Macron made a show of acknowledging the divisions over Napoleon, referring to one of his great crimes, the reestablishment of slavery in 1802—criticized by various forces, including recently, petty-bourgeois forces linked to the Black Lives Matter movement.
Napoleon, Macron said, “reestablished slavery that the Convention had abolished in 1794. In 1848, with Victor Schoelcher, the Second Republic repaired this moral error, this betrayal of the spirit of the Enlightenment.” At the same time, Macron stressed his “determination not to give an inch to those who would like to erase the past because it does not correspond to the idea that they have of the present.” He concluded, “I have no intention to say if Napoleon realized or instead betrayed revolutionary values. I will of course steer clear of such territory.”

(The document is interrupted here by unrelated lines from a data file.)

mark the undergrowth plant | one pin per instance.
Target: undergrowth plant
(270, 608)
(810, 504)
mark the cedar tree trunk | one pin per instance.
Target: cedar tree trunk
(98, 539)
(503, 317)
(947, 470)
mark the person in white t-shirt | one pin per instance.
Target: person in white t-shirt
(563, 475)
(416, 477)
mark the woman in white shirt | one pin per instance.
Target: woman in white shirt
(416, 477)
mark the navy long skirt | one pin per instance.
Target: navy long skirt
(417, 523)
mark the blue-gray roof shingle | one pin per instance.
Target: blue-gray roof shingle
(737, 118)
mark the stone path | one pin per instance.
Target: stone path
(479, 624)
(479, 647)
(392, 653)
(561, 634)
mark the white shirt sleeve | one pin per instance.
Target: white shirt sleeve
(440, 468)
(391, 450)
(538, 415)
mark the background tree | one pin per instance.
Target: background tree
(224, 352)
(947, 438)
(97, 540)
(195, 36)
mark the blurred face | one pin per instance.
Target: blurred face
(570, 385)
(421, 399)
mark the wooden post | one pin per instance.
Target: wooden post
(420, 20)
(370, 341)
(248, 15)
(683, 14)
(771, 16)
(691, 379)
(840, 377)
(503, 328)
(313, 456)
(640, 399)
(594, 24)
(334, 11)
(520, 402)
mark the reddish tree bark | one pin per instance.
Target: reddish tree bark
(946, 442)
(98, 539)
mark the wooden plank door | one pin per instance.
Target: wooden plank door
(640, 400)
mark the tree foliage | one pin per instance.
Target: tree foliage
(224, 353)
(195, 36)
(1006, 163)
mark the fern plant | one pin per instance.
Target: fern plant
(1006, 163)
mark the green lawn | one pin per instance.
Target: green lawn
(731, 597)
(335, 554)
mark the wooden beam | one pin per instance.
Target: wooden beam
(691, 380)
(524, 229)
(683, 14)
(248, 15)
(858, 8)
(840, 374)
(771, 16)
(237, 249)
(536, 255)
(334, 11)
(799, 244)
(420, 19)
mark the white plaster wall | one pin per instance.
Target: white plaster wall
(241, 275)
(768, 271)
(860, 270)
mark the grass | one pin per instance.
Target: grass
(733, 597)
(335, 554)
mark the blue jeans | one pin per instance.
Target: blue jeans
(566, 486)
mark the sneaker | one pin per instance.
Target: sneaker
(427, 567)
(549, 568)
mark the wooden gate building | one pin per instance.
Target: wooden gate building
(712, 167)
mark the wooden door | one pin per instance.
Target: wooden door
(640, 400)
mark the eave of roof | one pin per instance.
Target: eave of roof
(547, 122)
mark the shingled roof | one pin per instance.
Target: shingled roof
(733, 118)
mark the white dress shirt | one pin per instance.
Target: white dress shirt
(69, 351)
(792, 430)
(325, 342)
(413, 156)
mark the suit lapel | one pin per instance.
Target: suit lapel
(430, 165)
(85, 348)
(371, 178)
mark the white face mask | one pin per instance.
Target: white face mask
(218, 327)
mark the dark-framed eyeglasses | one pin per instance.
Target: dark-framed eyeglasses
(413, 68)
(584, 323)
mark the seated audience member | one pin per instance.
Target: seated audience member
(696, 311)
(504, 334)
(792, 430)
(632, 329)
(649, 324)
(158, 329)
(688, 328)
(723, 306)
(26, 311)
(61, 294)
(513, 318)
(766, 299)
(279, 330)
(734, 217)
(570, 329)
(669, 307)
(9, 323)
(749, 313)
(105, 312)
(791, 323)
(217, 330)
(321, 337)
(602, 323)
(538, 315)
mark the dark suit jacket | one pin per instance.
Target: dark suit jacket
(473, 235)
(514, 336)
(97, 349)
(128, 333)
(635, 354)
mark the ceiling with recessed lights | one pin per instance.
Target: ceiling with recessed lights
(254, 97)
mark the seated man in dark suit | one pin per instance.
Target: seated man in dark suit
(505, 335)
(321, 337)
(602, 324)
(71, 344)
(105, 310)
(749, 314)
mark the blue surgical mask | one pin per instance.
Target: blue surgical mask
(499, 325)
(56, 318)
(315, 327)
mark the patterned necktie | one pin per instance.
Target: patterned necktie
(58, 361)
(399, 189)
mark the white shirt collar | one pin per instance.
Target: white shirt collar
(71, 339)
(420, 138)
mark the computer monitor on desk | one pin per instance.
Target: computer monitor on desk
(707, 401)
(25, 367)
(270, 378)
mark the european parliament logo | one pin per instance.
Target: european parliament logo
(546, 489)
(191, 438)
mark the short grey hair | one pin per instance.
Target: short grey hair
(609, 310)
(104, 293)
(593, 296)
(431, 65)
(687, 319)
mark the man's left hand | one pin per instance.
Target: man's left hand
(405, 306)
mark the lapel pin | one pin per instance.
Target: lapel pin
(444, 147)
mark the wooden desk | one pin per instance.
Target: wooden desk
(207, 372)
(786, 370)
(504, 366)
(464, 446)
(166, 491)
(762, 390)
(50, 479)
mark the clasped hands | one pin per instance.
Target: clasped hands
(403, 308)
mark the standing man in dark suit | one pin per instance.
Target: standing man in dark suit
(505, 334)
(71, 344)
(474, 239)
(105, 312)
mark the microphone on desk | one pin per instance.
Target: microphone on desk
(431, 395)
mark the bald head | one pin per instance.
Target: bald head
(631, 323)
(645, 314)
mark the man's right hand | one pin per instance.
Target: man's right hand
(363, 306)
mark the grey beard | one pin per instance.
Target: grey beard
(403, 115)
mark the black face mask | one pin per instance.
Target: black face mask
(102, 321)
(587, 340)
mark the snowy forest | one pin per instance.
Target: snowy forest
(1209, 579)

In the centuries since Napoleon’s death, the experiences of the French and international working class have shown that not only Bonapartist rule but the capitalist system itself is incompatible with the principles of “Liberty, Equality and Fraternity” proclaimed in 1789. Amid the mounting threats of a coup from the French military, Macron’s speech must be taken as a political warning. The defense of international principles of “Liberty, Equality and Fraternity” requires the international, revolutionary mobilization of the working class, fighting for socialism and workers power.